Well, isn’t this interesting? The Cubs have just given Kris Bryant a record $1.05 million contract for a pre-arbitration player, beating the record deal the Angels gave Mike “Clark Kent” Trout before the 2013 season by $50,000.
It was a fairly obvious move — the Cubs won the World Series for the first time in more than 100 years and Bryant won the Senior Circuit’s MVP Award, so a record-setting contract was obviously called for. Even so, the Cubbies only gave Bryant enough to be able to say he broke the record.
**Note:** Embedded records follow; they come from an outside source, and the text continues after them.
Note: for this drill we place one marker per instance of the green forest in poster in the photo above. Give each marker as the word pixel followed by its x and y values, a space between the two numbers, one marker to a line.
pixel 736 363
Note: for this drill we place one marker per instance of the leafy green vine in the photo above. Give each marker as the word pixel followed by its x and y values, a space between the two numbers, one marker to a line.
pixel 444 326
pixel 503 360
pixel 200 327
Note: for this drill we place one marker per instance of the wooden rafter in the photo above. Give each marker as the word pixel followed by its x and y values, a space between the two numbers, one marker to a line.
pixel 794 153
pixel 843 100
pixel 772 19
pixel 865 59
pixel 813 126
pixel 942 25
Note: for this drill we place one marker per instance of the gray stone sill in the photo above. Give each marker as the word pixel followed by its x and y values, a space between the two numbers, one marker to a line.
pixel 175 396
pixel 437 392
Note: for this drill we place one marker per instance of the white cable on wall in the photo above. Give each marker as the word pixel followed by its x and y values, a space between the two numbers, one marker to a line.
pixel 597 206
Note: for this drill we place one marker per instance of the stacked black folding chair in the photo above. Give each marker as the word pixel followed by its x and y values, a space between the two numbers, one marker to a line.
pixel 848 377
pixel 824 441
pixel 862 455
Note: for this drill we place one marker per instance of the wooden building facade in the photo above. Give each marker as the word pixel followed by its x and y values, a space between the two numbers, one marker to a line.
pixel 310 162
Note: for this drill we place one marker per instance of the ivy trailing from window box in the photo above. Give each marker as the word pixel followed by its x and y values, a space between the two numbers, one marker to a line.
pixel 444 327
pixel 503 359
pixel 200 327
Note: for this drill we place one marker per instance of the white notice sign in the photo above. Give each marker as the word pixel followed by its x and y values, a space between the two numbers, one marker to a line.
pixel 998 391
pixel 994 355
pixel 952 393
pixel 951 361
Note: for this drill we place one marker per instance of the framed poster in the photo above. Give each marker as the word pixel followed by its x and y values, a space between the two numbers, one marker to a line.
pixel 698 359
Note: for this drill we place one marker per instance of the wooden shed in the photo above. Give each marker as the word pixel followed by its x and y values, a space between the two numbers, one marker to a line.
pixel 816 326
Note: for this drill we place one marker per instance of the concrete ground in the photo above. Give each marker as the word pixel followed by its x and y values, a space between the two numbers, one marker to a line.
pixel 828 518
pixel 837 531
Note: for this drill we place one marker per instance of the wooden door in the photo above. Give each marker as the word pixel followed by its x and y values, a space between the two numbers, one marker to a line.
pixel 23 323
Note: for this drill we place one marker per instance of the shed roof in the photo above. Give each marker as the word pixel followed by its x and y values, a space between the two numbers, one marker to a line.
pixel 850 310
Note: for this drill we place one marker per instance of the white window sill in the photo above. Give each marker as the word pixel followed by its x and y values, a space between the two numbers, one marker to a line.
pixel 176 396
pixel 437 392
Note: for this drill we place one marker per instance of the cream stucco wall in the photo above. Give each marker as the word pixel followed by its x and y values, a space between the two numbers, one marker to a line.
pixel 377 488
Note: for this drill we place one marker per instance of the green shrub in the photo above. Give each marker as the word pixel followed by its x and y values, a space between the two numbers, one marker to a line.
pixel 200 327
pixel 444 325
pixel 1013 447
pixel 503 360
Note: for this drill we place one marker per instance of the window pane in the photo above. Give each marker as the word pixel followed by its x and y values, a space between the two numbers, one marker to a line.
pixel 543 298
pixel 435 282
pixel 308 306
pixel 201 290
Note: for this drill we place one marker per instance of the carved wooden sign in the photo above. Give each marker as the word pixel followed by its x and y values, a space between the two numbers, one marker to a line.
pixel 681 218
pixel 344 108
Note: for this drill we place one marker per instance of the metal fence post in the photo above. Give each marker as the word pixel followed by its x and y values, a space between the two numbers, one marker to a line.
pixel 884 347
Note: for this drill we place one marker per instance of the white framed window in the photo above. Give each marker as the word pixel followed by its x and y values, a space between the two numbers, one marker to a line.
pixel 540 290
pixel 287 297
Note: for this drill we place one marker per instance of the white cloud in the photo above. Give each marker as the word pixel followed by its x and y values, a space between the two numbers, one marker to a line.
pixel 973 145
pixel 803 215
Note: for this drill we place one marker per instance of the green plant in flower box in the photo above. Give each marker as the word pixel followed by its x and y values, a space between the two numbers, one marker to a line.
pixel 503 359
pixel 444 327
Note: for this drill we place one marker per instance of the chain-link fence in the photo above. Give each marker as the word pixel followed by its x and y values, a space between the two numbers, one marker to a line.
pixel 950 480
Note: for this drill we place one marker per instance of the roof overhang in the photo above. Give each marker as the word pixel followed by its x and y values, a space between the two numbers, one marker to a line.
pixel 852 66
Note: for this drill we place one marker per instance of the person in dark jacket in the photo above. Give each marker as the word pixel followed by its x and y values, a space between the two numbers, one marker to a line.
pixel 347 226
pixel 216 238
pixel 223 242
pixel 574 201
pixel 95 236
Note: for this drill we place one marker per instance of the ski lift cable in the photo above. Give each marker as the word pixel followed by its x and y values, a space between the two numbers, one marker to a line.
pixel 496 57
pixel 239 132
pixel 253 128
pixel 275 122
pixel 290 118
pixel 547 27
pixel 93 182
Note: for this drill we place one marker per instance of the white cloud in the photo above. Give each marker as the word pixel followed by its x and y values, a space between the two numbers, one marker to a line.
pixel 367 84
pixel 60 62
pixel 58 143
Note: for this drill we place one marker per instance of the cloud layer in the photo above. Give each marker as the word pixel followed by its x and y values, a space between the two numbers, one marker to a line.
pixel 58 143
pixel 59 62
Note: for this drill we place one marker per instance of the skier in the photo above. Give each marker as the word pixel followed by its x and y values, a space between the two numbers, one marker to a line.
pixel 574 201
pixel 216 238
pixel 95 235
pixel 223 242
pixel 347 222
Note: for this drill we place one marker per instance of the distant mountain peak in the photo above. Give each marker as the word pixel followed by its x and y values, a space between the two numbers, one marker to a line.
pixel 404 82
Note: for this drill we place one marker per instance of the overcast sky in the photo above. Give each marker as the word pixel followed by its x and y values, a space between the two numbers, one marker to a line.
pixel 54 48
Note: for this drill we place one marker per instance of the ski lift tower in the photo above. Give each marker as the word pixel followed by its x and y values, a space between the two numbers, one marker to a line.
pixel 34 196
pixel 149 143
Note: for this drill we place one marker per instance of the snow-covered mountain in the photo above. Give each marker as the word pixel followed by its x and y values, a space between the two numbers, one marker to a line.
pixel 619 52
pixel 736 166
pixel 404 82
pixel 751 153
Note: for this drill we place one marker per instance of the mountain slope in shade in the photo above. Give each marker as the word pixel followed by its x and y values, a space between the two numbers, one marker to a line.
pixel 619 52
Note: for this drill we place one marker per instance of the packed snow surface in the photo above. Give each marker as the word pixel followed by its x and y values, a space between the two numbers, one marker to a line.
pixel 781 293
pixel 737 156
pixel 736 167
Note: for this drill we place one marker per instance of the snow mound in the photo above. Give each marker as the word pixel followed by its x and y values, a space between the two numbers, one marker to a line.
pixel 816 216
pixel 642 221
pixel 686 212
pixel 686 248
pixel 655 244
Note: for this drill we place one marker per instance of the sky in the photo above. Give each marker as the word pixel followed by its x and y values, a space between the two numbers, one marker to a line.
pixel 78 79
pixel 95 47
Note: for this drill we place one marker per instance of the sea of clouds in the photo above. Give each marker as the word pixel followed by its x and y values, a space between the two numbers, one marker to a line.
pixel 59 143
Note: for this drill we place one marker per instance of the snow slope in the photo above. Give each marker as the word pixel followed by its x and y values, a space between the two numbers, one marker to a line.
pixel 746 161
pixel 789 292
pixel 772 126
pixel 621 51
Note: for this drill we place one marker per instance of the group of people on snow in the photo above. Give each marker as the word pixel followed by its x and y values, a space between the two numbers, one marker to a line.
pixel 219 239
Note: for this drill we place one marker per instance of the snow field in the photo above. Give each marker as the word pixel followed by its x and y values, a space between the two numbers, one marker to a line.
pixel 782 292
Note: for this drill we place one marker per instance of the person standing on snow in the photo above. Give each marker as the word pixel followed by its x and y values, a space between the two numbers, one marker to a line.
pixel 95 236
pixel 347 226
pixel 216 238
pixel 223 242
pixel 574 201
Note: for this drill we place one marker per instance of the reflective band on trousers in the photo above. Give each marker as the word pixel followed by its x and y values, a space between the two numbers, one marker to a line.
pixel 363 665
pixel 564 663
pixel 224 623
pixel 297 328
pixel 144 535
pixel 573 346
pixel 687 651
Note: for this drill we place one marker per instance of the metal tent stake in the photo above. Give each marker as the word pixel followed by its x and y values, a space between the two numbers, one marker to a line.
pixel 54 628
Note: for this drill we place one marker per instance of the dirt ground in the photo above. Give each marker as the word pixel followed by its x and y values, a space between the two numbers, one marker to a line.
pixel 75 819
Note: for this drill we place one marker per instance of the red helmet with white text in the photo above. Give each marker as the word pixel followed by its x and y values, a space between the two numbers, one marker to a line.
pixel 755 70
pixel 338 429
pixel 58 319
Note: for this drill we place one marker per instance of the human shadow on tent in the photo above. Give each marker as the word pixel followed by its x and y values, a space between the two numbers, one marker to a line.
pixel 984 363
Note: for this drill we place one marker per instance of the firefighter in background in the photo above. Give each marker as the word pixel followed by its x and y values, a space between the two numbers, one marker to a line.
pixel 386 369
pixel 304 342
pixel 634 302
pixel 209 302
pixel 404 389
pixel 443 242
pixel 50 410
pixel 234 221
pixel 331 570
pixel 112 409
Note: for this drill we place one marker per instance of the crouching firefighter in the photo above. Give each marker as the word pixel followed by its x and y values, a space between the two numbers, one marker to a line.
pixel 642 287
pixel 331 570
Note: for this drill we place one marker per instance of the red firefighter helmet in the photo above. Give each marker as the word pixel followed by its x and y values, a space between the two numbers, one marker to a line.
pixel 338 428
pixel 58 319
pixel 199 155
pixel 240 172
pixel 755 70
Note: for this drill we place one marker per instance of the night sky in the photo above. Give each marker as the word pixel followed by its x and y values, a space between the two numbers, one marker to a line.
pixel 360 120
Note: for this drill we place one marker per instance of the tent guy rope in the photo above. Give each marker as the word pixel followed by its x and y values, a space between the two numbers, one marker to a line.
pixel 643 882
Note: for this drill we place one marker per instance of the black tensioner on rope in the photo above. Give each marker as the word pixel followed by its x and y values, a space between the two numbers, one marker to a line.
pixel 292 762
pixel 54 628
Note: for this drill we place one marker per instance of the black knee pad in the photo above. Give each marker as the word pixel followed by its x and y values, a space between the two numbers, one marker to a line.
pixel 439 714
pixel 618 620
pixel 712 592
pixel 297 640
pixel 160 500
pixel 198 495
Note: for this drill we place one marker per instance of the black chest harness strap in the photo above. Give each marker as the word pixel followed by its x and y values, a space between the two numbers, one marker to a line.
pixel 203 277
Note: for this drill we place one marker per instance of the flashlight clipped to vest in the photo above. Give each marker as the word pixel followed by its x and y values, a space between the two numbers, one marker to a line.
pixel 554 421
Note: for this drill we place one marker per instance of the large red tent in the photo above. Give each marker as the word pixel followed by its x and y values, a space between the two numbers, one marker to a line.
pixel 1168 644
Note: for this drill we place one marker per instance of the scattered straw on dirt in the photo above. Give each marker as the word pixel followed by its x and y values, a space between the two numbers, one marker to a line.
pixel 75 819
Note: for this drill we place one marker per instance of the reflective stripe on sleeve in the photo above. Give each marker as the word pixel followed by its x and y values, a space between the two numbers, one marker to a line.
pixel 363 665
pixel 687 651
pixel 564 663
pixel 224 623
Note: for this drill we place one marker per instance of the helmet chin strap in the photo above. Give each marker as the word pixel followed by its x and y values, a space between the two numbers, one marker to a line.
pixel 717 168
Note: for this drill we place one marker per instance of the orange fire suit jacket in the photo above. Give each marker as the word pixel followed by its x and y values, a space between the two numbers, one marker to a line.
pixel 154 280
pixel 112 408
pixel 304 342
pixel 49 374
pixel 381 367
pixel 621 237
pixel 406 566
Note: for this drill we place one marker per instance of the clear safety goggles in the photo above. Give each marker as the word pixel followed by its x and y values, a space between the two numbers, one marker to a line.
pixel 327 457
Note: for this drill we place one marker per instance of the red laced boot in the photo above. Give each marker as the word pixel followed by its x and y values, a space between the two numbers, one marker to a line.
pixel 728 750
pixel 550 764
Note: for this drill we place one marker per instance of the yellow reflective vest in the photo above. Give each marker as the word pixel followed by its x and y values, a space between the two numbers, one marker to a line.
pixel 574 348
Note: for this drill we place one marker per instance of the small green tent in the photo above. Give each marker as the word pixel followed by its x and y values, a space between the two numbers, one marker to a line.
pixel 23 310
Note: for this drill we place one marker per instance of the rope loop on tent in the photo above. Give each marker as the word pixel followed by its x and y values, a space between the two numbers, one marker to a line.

The Cubs’ decision to keep Bryant in the minors a lot longer than his performance in the minors said was the time for his call-up, so the team could hold onto his rights for the 2021 season, was pretty bush and penny-wise and pound-foolish, at least in my opinion. Everybody in MLB knew what the Cubs were doing, and Bryant would be crazy not to stick it to the Cubs every chance he gets from now until he signs his first free agent contract.
Still, it’s worked out well for the Cubs so far. They weren’t going to win in 2015 even with another eight games from Bryant, and they won the very next year, when the team was clearly better than the 2015 squad.
The Cubs pretty much had to give Bryant the current record-setting deal, because that’s what his 2016 performance and the World Series win required. They gave him only exactly as much as the standard of the industry required and no more, because they know that Bryant and his agent Scott Boras aren’t going to think that an extra $300,000 for the 2017 season a fair trade for reaching free agency a year later.
In this sense, things are as they should be. Yes, the Cubs screwed Bryant, but this way Bryant has to continue to develop the way everyone hopes he will (except maybe Cardinals’ fans) and the Cubs win another World Series in the next five years. Then the Cubs will have pretty much no choice but to give Bryant a record-setting free agent deal. Even the most money-ball of money-ball organizations has to know that Cubs’ fans would be unbelievably disappointed if the team trades the next Mike Schmidt and Ron Santo rolled into one, particularly now that MLB teams all know how much power-hitting, slick fielding 3Bman are really worth.
Right now, one has to think that the only things standing between Bryant and record-setting free agent contract is a freak injury or that his big size (6’5″, 230 lbs) leads to wear-and-tear injuries in 2020 or 2021.